Somos testigos de una gran noticia: Dios le ha dado la razón al crucificado, el amor ha vencido a la muerte, el perdedor ha sido glorificado. Él está vivo, más vivo que nunca. Nuestro Dios, ese Dios que es madre y padre, es el Dios de la vida, la vida eterna para todos. Sólo cuando el grano de trigo cae en la tierra y muere, es cuando da vida en abundancia.
Por eso la resurrección es la fiesta de los abandonados y perdidos, de los desesperados y de los enfermos. Es la fiesta de los pequeños y de los que sufren agobiados por el peso una vida que, con demasiada frecuencia y para demasiadas personas, es cruel e injusta.
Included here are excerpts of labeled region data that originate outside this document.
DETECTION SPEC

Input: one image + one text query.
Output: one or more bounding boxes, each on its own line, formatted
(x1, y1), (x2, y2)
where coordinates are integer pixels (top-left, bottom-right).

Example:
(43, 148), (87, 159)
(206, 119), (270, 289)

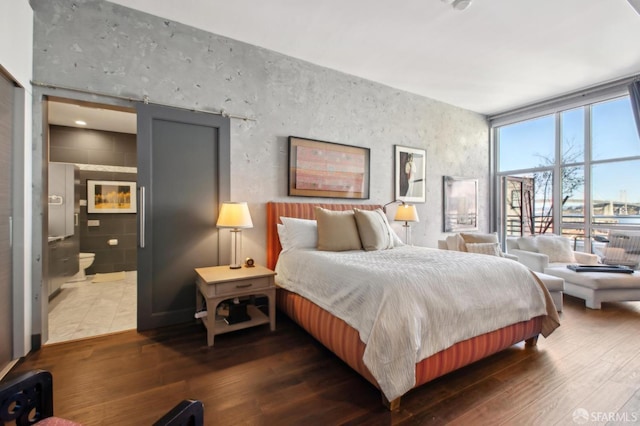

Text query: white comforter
(276, 246), (547, 400)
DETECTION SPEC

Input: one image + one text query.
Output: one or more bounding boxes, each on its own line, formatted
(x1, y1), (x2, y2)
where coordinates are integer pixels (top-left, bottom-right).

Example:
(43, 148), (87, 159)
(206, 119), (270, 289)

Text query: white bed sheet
(276, 246), (547, 400)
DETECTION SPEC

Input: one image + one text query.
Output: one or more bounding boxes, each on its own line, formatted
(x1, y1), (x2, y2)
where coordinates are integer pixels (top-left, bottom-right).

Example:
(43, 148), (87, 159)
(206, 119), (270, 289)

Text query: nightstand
(196, 265), (276, 346)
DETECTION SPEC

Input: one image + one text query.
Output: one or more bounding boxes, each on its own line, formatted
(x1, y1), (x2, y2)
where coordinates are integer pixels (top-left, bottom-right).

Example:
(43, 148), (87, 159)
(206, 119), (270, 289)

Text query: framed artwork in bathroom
(87, 179), (138, 213)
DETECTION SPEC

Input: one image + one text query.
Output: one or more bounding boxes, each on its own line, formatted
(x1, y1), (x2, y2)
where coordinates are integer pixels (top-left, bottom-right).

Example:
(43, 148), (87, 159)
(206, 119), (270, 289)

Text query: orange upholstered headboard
(267, 202), (381, 269)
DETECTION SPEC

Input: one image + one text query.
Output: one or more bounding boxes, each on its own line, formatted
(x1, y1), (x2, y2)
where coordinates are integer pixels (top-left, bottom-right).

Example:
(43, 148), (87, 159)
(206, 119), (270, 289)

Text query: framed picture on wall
(87, 179), (137, 213)
(394, 145), (427, 203)
(288, 136), (369, 199)
(442, 176), (478, 232)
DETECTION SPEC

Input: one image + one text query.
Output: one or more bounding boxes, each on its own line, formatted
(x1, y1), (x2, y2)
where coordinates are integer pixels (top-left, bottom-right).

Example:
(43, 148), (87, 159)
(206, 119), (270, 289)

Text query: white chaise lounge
(438, 232), (564, 312)
(507, 235), (640, 309)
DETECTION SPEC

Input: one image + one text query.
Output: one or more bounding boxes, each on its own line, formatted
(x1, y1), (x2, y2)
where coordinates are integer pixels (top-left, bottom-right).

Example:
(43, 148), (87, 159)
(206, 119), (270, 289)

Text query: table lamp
(216, 202), (253, 269)
(393, 202), (420, 245)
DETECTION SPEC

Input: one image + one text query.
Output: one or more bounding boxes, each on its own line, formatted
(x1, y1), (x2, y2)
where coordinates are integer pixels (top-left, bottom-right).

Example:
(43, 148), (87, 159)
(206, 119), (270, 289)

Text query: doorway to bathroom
(44, 98), (137, 344)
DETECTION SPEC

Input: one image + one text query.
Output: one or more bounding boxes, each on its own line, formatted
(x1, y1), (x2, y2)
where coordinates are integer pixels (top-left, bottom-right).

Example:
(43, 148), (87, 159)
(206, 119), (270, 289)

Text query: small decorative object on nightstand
(195, 265), (276, 346)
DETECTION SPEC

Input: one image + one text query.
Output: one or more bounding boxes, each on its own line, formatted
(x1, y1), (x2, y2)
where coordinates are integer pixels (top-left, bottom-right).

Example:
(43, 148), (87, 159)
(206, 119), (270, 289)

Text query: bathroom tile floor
(46, 271), (137, 344)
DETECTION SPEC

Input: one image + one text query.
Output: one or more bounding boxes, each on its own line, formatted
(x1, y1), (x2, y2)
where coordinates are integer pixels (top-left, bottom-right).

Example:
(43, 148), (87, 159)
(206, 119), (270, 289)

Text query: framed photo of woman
(395, 145), (427, 203)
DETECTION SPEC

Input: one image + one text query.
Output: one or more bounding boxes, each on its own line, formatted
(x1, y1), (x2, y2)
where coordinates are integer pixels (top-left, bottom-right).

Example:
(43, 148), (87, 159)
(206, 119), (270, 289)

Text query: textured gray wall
(32, 0), (489, 262)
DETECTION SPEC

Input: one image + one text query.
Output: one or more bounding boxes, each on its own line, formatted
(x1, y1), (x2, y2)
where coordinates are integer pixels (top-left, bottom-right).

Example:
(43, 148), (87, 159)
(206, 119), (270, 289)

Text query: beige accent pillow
(316, 207), (362, 251)
(445, 234), (467, 251)
(467, 243), (502, 257)
(353, 208), (393, 251)
(536, 235), (576, 263)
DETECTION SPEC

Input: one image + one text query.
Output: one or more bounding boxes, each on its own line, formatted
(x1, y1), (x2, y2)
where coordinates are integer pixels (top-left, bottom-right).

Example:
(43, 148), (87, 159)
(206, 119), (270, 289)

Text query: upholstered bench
(533, 271), (565, 312)
(544, 266), (640, 309)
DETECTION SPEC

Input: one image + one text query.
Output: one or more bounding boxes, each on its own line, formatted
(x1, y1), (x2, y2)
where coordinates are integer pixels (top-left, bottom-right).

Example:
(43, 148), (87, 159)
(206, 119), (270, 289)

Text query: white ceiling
(49, 0), (640, 133)
(104, 0), (640, 115)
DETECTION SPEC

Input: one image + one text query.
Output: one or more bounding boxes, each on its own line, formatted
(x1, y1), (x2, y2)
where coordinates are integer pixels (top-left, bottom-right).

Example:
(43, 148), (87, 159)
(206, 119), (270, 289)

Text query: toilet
(69, 253), (96, 282)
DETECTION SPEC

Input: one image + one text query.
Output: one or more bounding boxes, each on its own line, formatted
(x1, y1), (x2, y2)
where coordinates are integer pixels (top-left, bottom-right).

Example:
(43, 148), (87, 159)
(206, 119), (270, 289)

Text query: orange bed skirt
(277, 288), (542, 398)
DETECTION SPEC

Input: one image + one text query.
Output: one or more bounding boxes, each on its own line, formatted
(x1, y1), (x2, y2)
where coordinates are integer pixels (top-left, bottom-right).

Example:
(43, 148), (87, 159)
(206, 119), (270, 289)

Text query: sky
(498, 96), (640, 203)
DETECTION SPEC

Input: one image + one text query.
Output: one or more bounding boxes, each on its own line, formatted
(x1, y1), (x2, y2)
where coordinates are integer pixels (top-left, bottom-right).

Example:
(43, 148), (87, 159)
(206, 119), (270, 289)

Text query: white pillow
(278, 216), (318, 251)
(466, 243), (502, 257)
(278, 223), (289, 250)
(536, 235), (576, 263)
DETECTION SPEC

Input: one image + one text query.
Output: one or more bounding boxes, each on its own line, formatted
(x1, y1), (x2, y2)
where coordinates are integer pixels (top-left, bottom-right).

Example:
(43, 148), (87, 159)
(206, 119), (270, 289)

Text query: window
(494, 96), (640, 263)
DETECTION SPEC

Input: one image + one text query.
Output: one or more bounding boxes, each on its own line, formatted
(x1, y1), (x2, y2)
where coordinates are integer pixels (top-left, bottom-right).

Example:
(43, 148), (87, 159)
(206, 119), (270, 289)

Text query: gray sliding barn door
(0, 74), (14, 371)
(137, 104), (230, 330)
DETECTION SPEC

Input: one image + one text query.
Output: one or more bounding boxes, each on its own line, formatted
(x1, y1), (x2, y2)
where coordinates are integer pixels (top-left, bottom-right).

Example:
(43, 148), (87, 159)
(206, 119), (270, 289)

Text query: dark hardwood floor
(11, 296), (640, 425)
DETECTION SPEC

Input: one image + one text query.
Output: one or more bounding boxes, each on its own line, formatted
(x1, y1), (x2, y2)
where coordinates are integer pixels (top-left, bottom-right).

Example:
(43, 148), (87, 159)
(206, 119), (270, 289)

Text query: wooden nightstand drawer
(216, 277), (271, 296)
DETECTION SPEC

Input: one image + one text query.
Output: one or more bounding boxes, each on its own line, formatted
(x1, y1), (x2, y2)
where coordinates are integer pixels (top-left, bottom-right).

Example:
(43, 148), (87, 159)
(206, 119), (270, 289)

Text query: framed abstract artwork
(395, 145), (427, 203)
(288, 136), (370, 199)
(442, 176), (478, 232)
(87, 179), (137, 213)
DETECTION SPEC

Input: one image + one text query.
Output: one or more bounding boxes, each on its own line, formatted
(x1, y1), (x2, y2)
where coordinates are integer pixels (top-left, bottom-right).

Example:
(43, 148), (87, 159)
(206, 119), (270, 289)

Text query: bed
(267, 202), (559, 410)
Ser testigo no es transmitir algo aprendido, un conocimiento teórico, una mera creencia. Dice E. Schillebeecks, OP, que «en la fe cristiana todo empieza con un encuentro». Solo es testigo el que se ha encontrado con el Resucitado. Y este encuentro, esta experiencia, lo cambia todo y radicalmente. Todo empieza a cobrar sentido: la propia existencia, el comprometerse en la construcción del Reino y, también, las heridas, los rechazos, la incomprensión que podamos sufrir, las derrotas. Porque todas esas heridas un día cicatrizarán y serán sanadas por Dios.
Estar cerca de los indefensos y desvalidos, ser voz de los que son privados de su voz, es seguir los pasos de Jesús, encaminándonos hacia el Dios plenitud, promesa de vida eterna. La resurrección es un itinerario personal y único, no exento de contratiempos y dificultades, que nos lleva del centro a la periferia, a las periferias de la existencia. Es el encuentro con el Resucitado el que nos da coraje para correr riesgos, para afrontar las dificultades, y nos enseña a superar nuestros miedos, para así llegar a decir como Jesús: «Nadie me quita la vida, sino que soy yo quien la doy».
Esta es la resurrección que deseo para mí y para todos.